En 2007, elle a encaissé une partie des fonds pour acquérir un condo de 179 000 $, qu'elle a payé comptant.

« À l'époque, je venais de finir mes études et je n'avais pas de revenus stables », relate la jeune femme de 34 ans, qui vit seule et gagne 50 000 $ par année.

En 2012, elle a revendu la propriété 225 000 $.

« Puis j'ai acheté un condo neuf dans un meilleur quartier au coût de 302 000 $ en retirant 29 000 $ de mes placements et en prenant cette fois une petite hypothèque de 80 000 $ », poursuit-elle.

« Je me rends compte que l'immobilier peut être payant, dit-elle. Plus payant que les fonds communs de placement dans lesquels j'ai l'impression que mon argent dort depuis presque huit ans. »

Cette révélation l'incite à caresser un projet audacieux.

Marie-Ève songe à hypothéquer son condo actuel, pour ensuite le mettre en location.

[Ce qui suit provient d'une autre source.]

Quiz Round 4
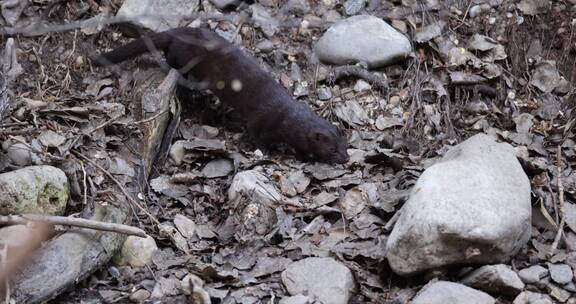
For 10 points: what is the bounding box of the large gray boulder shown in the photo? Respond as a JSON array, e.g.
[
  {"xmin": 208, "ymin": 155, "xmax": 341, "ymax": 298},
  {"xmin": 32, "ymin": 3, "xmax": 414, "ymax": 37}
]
[
  {"xmin": 387, "ymin": 134, "xmax": 532, "ymax": 275},
  {"xmin": 314, "ymin": 15, "xmax": 412, "ymax": 68}
]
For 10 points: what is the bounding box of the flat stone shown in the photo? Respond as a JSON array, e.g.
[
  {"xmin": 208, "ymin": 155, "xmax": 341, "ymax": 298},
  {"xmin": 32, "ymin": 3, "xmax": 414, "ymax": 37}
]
[
  {"xmin": 512, "ymin": 291, "xmax": 554, "ymax": 304},
  {"xmin": 282, "ymin": 257, "xmax": 355, "ymax": 304},
  {"xmin": 462, "ymin": 264, "xmax": 525, "ymax": 296},
  {"xmin": 411, "ymin": 281, "xmax": 496, "ymax": 304},
  {"xmin": 518, "ymin": 265, "xmax": 548, "ymax": 284},
  {"xmin": 314, "ymin": 15, "xmax": 412, "ymax": 68}
]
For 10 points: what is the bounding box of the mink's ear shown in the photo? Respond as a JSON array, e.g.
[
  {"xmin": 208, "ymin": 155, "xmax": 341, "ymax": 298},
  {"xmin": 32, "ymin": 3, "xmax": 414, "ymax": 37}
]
[{"xmin": 310, "ymin": 131, "xmax": 329, "ymax": 143}]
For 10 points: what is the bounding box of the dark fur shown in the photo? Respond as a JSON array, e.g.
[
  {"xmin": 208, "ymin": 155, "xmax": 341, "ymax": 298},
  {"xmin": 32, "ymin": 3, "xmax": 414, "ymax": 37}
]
[{"xmin": 94, "ymin": 28, "xmax": 348, "ymax": 163}]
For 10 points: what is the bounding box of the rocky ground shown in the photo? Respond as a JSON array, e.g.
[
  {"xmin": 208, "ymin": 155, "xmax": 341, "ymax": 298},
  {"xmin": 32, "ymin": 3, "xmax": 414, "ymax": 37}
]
[{"xmin": 0, "ymin": 0, "xmax": 576, "ymax": 304}]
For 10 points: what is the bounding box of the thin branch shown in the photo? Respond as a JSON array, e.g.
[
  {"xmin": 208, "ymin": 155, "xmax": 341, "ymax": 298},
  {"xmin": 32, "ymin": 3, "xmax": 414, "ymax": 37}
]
[
  {"xmin": 549, "ymin": 145, "xmax": 566, "ymax": 256},
  {"xmin": 0, "ymin": 214, "xmax": 147, "ymax": 238},
  {"xmin": 72, "ymin": 151, "xmax": 160, "ymax": 225}
]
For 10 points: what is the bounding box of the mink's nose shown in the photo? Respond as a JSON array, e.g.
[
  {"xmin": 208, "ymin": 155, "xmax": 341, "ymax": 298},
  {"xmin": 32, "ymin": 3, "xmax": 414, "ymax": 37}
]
[{"xmin": 334, "ymin": 153, "xmax": 350, "ymax": 164}]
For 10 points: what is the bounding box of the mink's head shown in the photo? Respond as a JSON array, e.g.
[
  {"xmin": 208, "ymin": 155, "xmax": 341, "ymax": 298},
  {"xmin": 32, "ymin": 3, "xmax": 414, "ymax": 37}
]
[{"xmin": 307, "ymin": 122, "xmax": 349, "ymax": 164}]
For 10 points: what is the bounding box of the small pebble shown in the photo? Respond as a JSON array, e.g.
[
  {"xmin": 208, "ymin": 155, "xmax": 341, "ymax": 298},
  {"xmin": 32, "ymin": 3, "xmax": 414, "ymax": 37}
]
[
  {"xmin": 130, "ymin": 289, "xmax": 150, "ymax": 303},
  {"xmin": 548, "ymin": 263, "xmax": 574, "ymax": 285}
]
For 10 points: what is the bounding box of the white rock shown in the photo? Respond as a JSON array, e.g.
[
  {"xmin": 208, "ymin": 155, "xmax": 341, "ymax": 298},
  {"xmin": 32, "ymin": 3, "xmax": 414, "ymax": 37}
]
[
  {"xmin": 0, "ymin": 225, "xmax": 33, "ymax": 248},
  {"xmin": 0, "ymin": 166, "xmax": 70, "ymax": 215},
  {"xmin": 117, "ymin": 0, "xmax": 199, "ymax": 32},
  {"xmin": 314, "ymin": 15, "xmax": 412, "ymax": 68},
  {"xmin": 387, "ymin": 134, "xmax": 532, "ymax": 275},
  {"xmin": 462, "ymin": 264, "xmax": 524, "ymax": 296},
  {"xmin": 518, "ymin": 265, "xmax": 548, "ymax": 284},
  {"xmin": 282, "ymin": 257, "xmax": 355, "ymax": 304},
  {"xmin": 512, "ymin": 291, "xmax": 554, "ymax": 304},
  {"xmin": 279, "ymin": 294, "xmax": 312, "ymax": 304},
  {"xmin": 210, "ymin": 0, "xmax": 240, "ymax": 9},
  {"xmin": 411, "ymin": 281, "xmax": 496, "ymax": 304},
  {"xmin": 548, "ymin": 263, "xmax": 574, "ymax": 285},
  {"xmin": 354, "ymin": 79, "xmax": 372, "ymax": 92},
  {"xmin": 114, "ymin": 235, "xmax": 158, "ymax": 267}
]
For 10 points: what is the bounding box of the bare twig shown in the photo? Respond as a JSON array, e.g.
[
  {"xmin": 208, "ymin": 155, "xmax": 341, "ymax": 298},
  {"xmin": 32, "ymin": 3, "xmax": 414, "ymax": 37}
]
[
  {"xmin": 0, "ymin": 214, "xmax": 147, "ymax": 238},
  {"xmin": 72, "ymin": 151, "xmax": 160, "ymax": 225},
  {"xmin": 8, "ymin": 135, "xmax": 64, "ymax": 161},
  {"xmin": 549, "ymin": 145, "xmax": 566, "ymax": 256}
]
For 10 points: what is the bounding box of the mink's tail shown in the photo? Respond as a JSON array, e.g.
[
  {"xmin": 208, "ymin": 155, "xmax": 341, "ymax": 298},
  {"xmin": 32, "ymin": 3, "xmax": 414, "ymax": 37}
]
[{"xmin": 92, "ymin": 31, "xmax": 174, "ymax": 66}]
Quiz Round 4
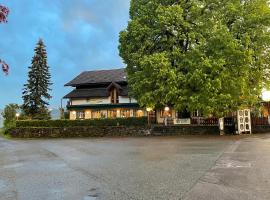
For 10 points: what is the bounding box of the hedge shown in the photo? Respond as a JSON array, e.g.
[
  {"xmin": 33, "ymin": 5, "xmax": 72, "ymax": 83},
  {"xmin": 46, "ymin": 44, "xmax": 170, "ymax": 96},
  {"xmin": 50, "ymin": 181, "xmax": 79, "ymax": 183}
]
[
  {"xmin": 9, "ymin": 126, "xmax": 150, "ymax": 138},
  {"xmin": 16, "ymin": 117, "xmax": 147, "ymax": 128}
]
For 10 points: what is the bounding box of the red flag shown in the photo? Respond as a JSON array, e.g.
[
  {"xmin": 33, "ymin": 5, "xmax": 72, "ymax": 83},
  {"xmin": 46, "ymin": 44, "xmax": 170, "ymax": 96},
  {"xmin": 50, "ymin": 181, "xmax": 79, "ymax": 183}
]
[
  {"xmin": 0, "ymin": 5, "xmax": 9, "ymax": 23},
  {"xmin": 0, "ymin": 60, "xmax": 9, "ymax": 75}
]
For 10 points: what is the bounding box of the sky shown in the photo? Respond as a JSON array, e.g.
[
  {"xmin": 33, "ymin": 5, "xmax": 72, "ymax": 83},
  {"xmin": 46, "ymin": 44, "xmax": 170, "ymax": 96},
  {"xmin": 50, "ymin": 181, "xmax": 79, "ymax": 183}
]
[{"xmin": 0, "ymin": 0, "xmax": 130, "ymax": 109}]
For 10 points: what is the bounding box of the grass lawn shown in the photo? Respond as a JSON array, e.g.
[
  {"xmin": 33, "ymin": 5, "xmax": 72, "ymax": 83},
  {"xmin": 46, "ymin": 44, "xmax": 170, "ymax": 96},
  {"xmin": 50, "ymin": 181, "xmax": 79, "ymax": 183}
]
[{"xmin": 0, "ymin": 128, "xmax": 11, "ymax": 139}]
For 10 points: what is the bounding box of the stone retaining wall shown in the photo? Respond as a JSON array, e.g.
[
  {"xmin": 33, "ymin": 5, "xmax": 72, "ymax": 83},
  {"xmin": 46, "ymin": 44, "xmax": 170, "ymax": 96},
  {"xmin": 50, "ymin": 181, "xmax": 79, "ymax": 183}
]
[
  {"xmin": 151, "ymin": 125, "xmax": 234, "ymax": 135},
  {"xmin": 10, "ymin": 126, "xmax": 149, "ymax": 138},
  {"xmin": 9, "ymin": 125, "xmax": 270, "ymax": 138}
]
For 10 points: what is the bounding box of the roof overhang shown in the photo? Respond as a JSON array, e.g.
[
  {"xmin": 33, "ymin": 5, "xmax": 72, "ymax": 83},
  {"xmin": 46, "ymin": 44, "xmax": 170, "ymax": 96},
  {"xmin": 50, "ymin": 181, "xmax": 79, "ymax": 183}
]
[{"xmin": 67, "ymin": 103, "xmax": 140, "ymax": 110}]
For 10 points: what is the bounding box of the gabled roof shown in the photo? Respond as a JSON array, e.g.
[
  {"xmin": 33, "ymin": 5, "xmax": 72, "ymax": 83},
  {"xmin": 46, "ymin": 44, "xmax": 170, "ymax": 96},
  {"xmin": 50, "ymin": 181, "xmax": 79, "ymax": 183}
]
[
  {"xmin": 65, "ymin": 68, "xmax": 127, "ymax": 87},
  {"xmin": 64, "ymin": 86, "xmax": 128, "ymax": 99}
]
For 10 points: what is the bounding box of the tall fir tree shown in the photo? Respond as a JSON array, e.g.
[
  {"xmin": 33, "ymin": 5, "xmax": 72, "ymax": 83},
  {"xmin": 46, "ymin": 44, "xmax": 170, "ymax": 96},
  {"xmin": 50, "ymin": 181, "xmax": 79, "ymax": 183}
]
[{"xmin": 22, "ymin": 39, "xmax": 52, "ymax": 119}]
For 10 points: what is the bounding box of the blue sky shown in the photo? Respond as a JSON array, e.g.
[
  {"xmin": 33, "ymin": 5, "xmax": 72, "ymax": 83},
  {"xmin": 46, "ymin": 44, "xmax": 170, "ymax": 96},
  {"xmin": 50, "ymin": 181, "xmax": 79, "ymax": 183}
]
[{"xmin": 0, "ymin": 0, "xmax": 129, "ymax": 108}]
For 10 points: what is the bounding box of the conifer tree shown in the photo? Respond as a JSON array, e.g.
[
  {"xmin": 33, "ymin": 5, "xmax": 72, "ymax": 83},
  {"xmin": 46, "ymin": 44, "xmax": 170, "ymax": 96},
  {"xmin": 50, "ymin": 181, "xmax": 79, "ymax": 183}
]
[
  {"xmin": 119, "ymin": 0, "xmax": 270, "ymax": 116},
  {"xmin": 0, "ymin": 5, "xmax": 9, "ymax": 75},
  {"xmin": 22, "ymin": 39, "xmax": 52, "ymax": 119}
]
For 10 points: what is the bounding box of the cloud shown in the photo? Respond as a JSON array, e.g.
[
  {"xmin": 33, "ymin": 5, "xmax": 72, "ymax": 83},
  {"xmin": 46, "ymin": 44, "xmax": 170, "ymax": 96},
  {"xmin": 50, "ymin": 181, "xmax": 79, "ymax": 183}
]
[{"xmin": 0, "ymin": 0, "xmax": 129, "ymax": 107}]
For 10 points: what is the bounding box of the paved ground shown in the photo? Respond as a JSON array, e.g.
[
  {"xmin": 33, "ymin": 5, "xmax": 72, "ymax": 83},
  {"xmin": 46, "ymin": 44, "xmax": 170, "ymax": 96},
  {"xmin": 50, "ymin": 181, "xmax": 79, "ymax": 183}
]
[{"xmin": 0, "ymin": 135, "xmax": 270, "ymax": 200}]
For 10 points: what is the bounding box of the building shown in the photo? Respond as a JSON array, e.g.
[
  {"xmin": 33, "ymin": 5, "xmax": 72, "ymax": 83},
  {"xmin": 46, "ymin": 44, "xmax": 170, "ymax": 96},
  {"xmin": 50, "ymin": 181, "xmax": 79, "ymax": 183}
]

Elle espère ainsi déduire le maximum d'intérêts avec ses dépenses d'exploitation. « Présentement, j'ai une toute petite hypothèque et j'aurais besoin de l'argent de la grosse mise de fonds que j'ai appliquée à mon condo pour acheter un nouvel appartement dans lequel vivre », explique l'investisseuse immobilière en devenir.

Elle a l'oeil sur un appartement plus grand dans le même immeuble, au prix de 350 000 $.

« En fonction des autres condos similaires loués dans l'immeuble, j'estime pouvoir réclamer environ 1500 $ de loyer », précise le magnat en herbe.

« Est-ce que tout cela vous apparaît comme une bonne idée ? »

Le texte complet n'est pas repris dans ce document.